Re: Dynamic Data Sets

Posted by Michel Segel <mi...@hotmail.com>.
Sorry,
It appears to be a flock of us...

Ok bad pun...

I didn't see Ted's response but it looks like we're thinking along the same lines of thought.
I was going to ask about that... But it's really a moot point. The size of the immutable data set doesn't really matter.  The solution would be the same. Consider it some blob which is >= the size of a SHA-1 hash value. In fact that could be your unique key.

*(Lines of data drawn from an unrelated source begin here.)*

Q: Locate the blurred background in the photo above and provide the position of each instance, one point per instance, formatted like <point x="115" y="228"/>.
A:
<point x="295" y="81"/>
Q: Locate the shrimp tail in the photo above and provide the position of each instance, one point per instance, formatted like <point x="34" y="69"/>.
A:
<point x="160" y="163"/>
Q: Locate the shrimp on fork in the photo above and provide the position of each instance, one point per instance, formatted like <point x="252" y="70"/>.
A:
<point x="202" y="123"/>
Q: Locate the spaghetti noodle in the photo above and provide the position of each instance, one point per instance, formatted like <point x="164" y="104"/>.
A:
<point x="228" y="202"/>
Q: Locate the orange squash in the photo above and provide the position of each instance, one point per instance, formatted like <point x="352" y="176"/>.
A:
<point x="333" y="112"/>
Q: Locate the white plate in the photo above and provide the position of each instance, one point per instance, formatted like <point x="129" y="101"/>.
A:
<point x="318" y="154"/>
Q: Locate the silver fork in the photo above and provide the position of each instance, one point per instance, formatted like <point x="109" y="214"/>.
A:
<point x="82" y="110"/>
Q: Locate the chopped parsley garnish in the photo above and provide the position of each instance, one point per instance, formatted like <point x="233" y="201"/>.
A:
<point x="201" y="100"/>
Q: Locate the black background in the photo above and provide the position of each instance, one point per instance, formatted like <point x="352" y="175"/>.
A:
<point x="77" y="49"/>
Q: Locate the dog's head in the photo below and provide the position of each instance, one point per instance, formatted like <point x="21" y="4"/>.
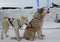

So you get your blob, timestamp and then state value. You hash the blob, store the blob in one table using the hash as the key value, and then store the state in a column where the timestamp as the column name and the hash value as the row key. Two separate tables because if you stored them as separate column families you may have some performance issues due to a size difference in column families.

This would be a pretty straight forward solution in hbase.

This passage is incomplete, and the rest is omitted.